A merge of sorted arrays can be split into n independent, parallelizable tasks. The general idea is you pick values from the input data and merge the subarray elements between those values in their own thread. The steps are:
- Pick n - 1 values from the unsorted input data
- Merge sort normally until the subarrays are big enough that it's worth merging in multiple threads.
- For each subarray you're merging, for each value you picked, find the index of the last occurrence of that value if it exists, or the index of the first value higher than it if it does not exist.
- Sort each list of indexes and put the beginning and end of the subarray in the list.
- You can now merge the slices of each subarray from index i, inclusive, up to index i+1, exclusive, and write that result to disk independent of the rest of the merging.
Here's a concrete example:
unsorted input: [a,w,d,y,u,p,l,s,c,e,g,h]
pick values: g and p
subarrays in last step of mergesort: a = [a,d,p,u,w,y] and b = [c,e,g,h,l,s]

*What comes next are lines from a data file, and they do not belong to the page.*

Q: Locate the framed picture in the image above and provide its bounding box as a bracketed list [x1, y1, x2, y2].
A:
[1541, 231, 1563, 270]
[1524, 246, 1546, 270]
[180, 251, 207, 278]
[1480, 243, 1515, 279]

indexes of picked values (or next highest) in a: a_ind=[2, 2]
indexes of picked values (or next highest) in b: b_ind=[2, 5]
add ends of array to indexes: a_ind=[0,2,2,6], b_ind=[0,2,5,6]
merge each of these in separate threads:
[a,d] with [c,e]
[] with [g, h, l]
[p,u,w,y] with [s]
This example is very inefficient, but in my experience if the subarrays are large and you carefully choose n, it can provide good parallelization and faster sorts.
You can write the result from a single thread to the output file before the other results finish because you know it starts at a_ind[i] + b_ind[i] and how many values you're merging on that thread.
One challenge is finding a way to evenly divide the work. I picked values randomly and picked quite a few more than I had cores, which works well for distributing the work across threads evenly.
This is really just a generalization of @chqrlie's answer, but hope it might help someone.